Activating her suit jets, Julia softly drifted over to him. A moment later, even more carefully, Sergeant Garroway followed.
“What is it, Banes?” she asked.
He tapped the loose wires in the compartment.
“These connectors here,” he touched a set along the ‘top’ of the empty space, “are pretty standard. They’re feeding from the ship’s sensors, cameras, you name it. It’s a high quality box, most wouldn’t be including the ship’s internal sensors, but this guy did. Expensive, unusual, paranoid.”
“With my kids and grand-kids, I’d be paranoid too,” Julia told him. “Doesn’t help us.”
“No, but, speaking of paranoid, this might,” Banes replied, and grabbed a second set of wires. “This is a high-density data transfer cable – an outgoing data transfer cable. Captain Afolayan had a backup of his black box.”
“Any idea where?”
“No,” the agent replied, and glanced over at the captain’s body. “And unless I miss my guess, Captain Afolayan died rather than tell his attackers where he kept it, so they couldn’t find it either.”
“All right,” Julia said, clasping her hands together and looking at her team of Marines and Secret Service forensics techs. “I guess that means its scavenger hunt time, doesn’t it?”
Chapter 21
“So that’s about it,” Amiri told Damien over the radio. “There’s a backup black box somewhere on this ship, and the folks boarding it were determined enough to destroy the evidence that they tortured the captain for its location.”
“Isn’t it likely they found it, then?” he asked. The Hand was back on the bridge, standing next to Mage-Captain Jakab as they reviewed the data feeds from the Marines and Secret Service agents. The mess in the middle of the ship gave him shivers – though it seemed to hit Jakab harder. Unlike his ship’s captain, Damien had seen worse.
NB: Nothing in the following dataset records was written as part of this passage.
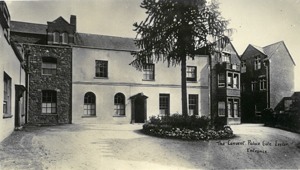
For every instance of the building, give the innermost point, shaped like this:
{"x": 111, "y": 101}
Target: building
{"x": 48, "y": 54}
{"x": 107, "y": 89}
{"x": 78, "y": 77}
{"x": 13, "y": 76}
{"x": 267, "y": 77}
{"x": 225, "y": 85}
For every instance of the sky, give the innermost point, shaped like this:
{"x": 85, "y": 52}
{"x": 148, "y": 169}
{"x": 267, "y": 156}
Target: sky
{"x": 257, "y": 22}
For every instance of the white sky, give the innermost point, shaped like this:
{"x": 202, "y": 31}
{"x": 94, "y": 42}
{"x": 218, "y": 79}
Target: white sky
{"x": 258, "y": 22}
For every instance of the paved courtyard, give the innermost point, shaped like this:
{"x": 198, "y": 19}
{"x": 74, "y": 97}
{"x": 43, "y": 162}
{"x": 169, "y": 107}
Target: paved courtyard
{"x": 98, "y": 146}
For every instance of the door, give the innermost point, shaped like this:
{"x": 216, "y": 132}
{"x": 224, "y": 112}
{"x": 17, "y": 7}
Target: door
{"x": 139, "y": 110}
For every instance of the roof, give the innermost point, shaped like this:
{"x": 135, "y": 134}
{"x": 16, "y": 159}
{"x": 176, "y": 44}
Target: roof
{"x": 25, "y": 27}
{"x": 269, "y": 50}
{"x": 105, "y": 42}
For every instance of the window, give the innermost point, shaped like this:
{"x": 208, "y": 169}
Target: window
{"x": 64, "y": 38}
{"x": 288, "y": 105}
{"x": 229, "y": 108}
{"x": 253, "y": 85}
{"x": 148, "y": 70}
{"x": 225, "y": 57}
{"x": 193, "y": 104}
{"x": 243, "y": 63}
{"x": 101, "y": 68}
{"x": 164, "y": 104}
{"x": 221, "y": 80}
{"x": 119, "y": 104}
{"x": 7, "y": 95}
{"x": 49, "y": 65}
{"x": 262, "y": 84}
{"x": 257, "y": 63}
{"x": 55, "y": 37}
{"x": 89, "y": 108}
{"x": 236, "y": 108}
{"x": 229, "y": 80}
{"x": 221, "y": 109}
{"x": 191, "y": 73}
{"x": 235, "y": 81}
{"x": 49, "y": 102}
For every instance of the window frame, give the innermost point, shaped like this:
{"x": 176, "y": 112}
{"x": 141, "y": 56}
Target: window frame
{"x": 193, "y": 104}
{"x": 221, "y": 110}
{"x": 102, "y": 65}
{"x": 119, "y": 103}
{"x": 149, "y": 73}
{"x": 89, "y": 104}
{"x": 49, "y": 66}
{"x": 192, "y": 71}
{"x": 49, "y": 104}
{"x": 262, "y": 84}
{"x": 64, "y": 38}
{"x": 164, "y": 104}
{"x": 7, "y": 96}
{"x": 257, "y": 62}
{"x": 221, "y": 82}
{"x": 56, "y": 37}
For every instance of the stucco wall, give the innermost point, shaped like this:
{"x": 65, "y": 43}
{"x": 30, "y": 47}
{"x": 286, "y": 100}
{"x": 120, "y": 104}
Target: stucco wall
{"x": 9, "y": 64}
{"x": 126, "y": 79}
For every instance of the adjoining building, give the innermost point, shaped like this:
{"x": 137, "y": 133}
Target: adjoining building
{"x": 13, "y": 76}
{"x": 267, "y": 77}
{"x": 48, "y": 54}
{"x": 225, "y": 85}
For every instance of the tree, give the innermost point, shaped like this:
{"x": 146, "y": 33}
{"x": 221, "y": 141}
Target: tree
{"x": 175, "y": 30}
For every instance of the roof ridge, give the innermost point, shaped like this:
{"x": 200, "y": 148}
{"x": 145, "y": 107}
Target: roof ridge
{"x": 29, "y": 22}
{"x": 279, "y": 42}
{"x": 114, "y": 36}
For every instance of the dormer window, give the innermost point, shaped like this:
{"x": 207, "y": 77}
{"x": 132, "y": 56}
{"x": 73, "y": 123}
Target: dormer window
{"x": 64, "y": 38}
{"x": 257, "y": 63}
{"x": 55, "y": 37}
{"x": 225, "y": 57}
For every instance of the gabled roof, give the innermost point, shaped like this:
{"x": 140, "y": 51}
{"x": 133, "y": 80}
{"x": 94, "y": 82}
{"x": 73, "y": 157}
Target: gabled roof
{"x": 105, "y": 42}
{"x": 269, "y": 50}
{"x": 25, "y": 27}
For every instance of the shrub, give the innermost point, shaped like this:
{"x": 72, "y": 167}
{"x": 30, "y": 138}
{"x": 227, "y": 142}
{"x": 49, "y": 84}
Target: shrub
{"x": 187, "y": 128}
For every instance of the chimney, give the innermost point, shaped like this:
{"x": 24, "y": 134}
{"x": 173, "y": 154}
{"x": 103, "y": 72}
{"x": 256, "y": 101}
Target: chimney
{"x": 73, "y": 21}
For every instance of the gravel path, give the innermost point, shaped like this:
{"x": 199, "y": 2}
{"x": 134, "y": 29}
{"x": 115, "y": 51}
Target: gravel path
{"x": 94, "y": 146}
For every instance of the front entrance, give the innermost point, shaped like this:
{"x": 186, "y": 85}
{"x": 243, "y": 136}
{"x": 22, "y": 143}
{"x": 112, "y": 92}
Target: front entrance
{"x": 138, "y": 108}
{"x": 19, "y": 110}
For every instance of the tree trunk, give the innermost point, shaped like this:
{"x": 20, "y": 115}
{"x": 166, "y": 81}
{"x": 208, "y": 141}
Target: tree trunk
{"x": 183, "y": 87}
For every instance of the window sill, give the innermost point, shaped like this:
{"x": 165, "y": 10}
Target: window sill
{"x": 88, "y": 116}
{"x": 148, "y": 80}
{"x": 6, "y": 116}
{"x": 100, "y": 77}
{"x": 49, "y": 114}
{"x": 119, "y": 115}
{"x": 192, "y": 81}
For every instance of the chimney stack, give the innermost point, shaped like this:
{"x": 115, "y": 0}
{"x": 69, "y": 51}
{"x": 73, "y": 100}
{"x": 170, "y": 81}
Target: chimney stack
{"x": 73, "y": 21}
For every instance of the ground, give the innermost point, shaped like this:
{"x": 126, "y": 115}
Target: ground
{"x": 98, "y": 146}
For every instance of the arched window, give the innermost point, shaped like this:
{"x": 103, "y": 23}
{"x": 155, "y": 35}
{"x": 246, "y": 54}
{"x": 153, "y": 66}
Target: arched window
{"x": 55, "y": 37}
{"x": 49, "y": 65}
{"x": 119, "y": 104}
{"x": 64, "y": 38}
{"x": 89, "y": 104}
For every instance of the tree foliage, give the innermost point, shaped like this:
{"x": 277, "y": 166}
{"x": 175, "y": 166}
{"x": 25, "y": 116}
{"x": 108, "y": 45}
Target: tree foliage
{"x": 175, "y": 29}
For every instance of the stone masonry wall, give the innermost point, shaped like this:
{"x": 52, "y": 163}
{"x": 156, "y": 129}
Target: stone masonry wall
{"x": 61, "y": 82}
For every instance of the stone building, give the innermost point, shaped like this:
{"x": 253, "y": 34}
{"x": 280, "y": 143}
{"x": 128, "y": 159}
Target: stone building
{"x": 48, "y": 53}
{"x": 225, "y": 85}
{"x": 267, "y": 77}
{"x": 13, "y": 76}
{"x": 106, "y": 89}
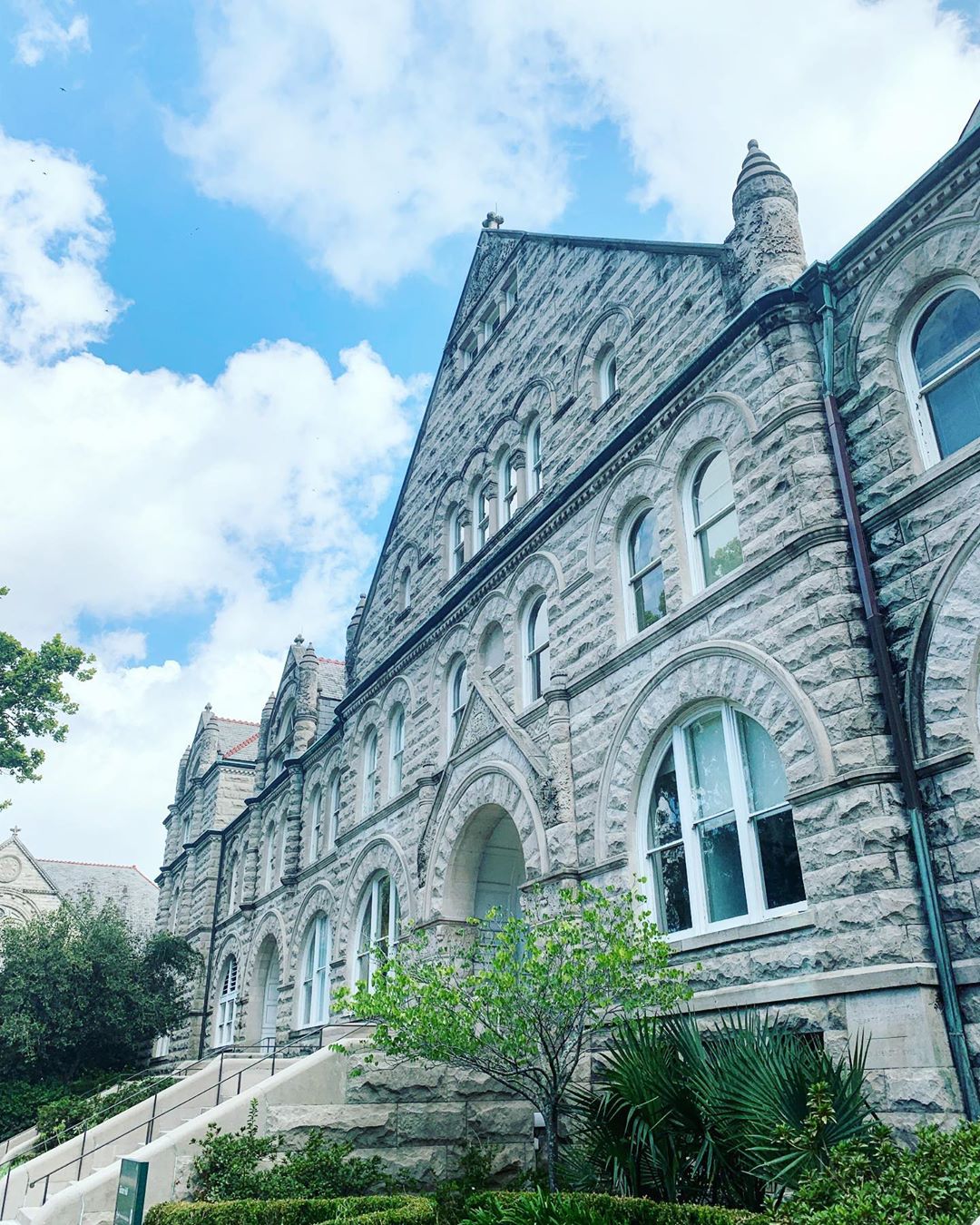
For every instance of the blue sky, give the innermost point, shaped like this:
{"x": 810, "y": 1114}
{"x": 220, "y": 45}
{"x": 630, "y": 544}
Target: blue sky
{"x": 283, "y": 200}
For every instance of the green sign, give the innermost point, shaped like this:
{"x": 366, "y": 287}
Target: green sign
{"x": 132, "y": 1192}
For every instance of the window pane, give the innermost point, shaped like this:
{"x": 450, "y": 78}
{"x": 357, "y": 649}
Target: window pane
{"x": 723, "y": 868}
{"x": 651, "y": 602}
{"x": 710, "y": 779}
{"x": 720, "y": 548}
{"x": 955, "y": 408}
{"x": 672, "y": 899}
{"x": 712, "y": 489}
{"x": 766, "y": 780}
{"x": 948, "y": 331}
{"x": 781, "y": 875}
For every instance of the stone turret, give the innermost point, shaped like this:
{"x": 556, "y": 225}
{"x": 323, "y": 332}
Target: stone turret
{"x": 767, "y": 240}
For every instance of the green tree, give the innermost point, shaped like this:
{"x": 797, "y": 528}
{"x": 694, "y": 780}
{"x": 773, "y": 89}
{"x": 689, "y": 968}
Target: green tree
{"x": 34, "y": 700}
{"x": 517, "y": 1000}
{"x": 80, "y": 990}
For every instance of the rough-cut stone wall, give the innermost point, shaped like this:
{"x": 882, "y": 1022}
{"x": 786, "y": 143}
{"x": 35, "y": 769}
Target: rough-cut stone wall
{"x": 781, "y": 637}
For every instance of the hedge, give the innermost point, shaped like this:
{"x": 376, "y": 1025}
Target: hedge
{"x": 507, "y": 1206}
{"x": 363, "y": 1210}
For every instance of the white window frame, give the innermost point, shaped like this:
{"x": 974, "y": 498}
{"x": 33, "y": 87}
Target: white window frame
{"x": 314, "y": 986}
{"x": 535, "y": 682}
{"x": 535, "y": 462}
{"x": 745, "y": 823}
{"x": 457, "y": 695}
{"x": 396, "y": 751}
{"x": 695, "y": 529}
{"x": 227, "y": 1011}
{"x": 370, "y": 772}
{"x": 916, "y": 394}
{"x": 365, "y": 959}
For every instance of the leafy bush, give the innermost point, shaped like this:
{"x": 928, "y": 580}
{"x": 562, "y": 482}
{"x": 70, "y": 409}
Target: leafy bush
{"x": 363, "y": 1210}
{"x": 874, "y": 1181}
{"x": 577, "y": 1208}
{"x": 714, "y": 1115}
{"x": 245, "y": 1165}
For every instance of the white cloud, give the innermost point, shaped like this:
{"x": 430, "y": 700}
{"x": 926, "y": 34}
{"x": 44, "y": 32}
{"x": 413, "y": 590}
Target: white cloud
{"x": 43, "y": 32}
{"x": 143, "y": 495}
{"x": 373, "y": 132}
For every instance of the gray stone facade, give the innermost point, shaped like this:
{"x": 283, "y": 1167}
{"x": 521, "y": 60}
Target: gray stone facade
{"x": 714, "y": 345}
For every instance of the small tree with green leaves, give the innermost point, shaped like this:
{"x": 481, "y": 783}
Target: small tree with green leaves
{"x": 34, "y": 700}
{"x": 516, "y": 1000}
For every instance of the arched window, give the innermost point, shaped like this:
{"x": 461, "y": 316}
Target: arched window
{"x": 482, "y": 516}
{"x": 458, "y": 692}
{"x": 224, "y": 1032}
{"x": 507, "y": 487}
{"x": 605, "y": 374}
{"x": 397, "y": 750}
{"x": 335, "y": 808}
{"x": 720, "y": 836}
{"x": 233, "y": 884}
{"x": 538, "y": 658}
{"x": 316, "y": 827}
{"x": 644, "y": 571}
{"x": 370, "y": 772}
{"x": 269, "y": 874}
{"x": 457, "y": 541}
{"x": 714, "y": 520}
{"x": 941, "y": 360}
{"x": 535, "y": 478}
{"x": 314, "y": 989}
{"x": 405, "y": 590}
{"x": 377, "y": 926}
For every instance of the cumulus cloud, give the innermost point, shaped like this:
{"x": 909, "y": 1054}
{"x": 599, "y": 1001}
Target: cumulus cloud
{"x": 373, "y": 132}
{"x": 141, "y": 496}
{"x": 44, "y": 34}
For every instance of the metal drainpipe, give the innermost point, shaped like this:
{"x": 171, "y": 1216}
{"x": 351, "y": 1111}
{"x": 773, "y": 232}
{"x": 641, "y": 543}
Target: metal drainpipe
{"x": 895, "y": 717}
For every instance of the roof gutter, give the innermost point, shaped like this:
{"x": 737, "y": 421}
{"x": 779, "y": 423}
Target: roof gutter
{"x": 895, "y": 717}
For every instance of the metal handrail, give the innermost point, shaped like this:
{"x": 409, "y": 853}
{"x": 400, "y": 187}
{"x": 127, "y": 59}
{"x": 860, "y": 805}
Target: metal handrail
{"x": 276, "y": 1053}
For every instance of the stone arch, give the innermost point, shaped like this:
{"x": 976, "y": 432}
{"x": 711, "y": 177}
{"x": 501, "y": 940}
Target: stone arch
{"x": 382, "y": 854}
{"x": 720, "y": 671}
{"x": 493, "y": 787}
{"x": 612, "y": 328}
{"x": 942, "y": 678}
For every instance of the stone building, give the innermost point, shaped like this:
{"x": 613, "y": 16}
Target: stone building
{"x": 682, "y": 583}
{"x": 31, "y": 886}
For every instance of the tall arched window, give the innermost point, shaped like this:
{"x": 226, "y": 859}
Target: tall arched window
{"x": 377, "y": 926}
{"x": 605, "y": 374}
{"x": 714, "y": 520}
{"x": 457, "y": 541}
{"x": 314, "y": 989}
{"x": 335, "y": 808}
{"x": 535, "y": 468}
{"x": 397, "y": 750}
{"x": 538, "y": 650}
{"x": 941, "y": 361}
{"x": 720, "y": 836}
{"x": 482, "y": 516}
{"x": 224, "y": 1029}
{"x": 458, "y": 692}
{"x": 316, "y": 826}
{"x": 507, "y": 487}
{"x": 644, "y": 571}
{"x": 370, "y": 772}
“We can’t be sure,” the Agent admitted. “My comp techs are going over what they can extract of the ship’s files, and it looks like we may be able to retrieve some of the sensor and camera data, but if we can find the backup box it could save us days.”
“You’ll need more manpower to search the entire ship,” Jakab noted. “I can have my Bosun pull together sweep teams from our engineering crews. We can probably sweep what’s left of that hulk in a day, combine it with the morgue detail.”
Damien considered it for a moment. If there was data aboard the Mistletoe Solstice about her killers, they needed it. On the other hand…
“Do we have any idea why they didn’t just destroy her?” he asked. “If they wanted to be sure she couldn’t identify her attackers, why not just blast her to pieces?”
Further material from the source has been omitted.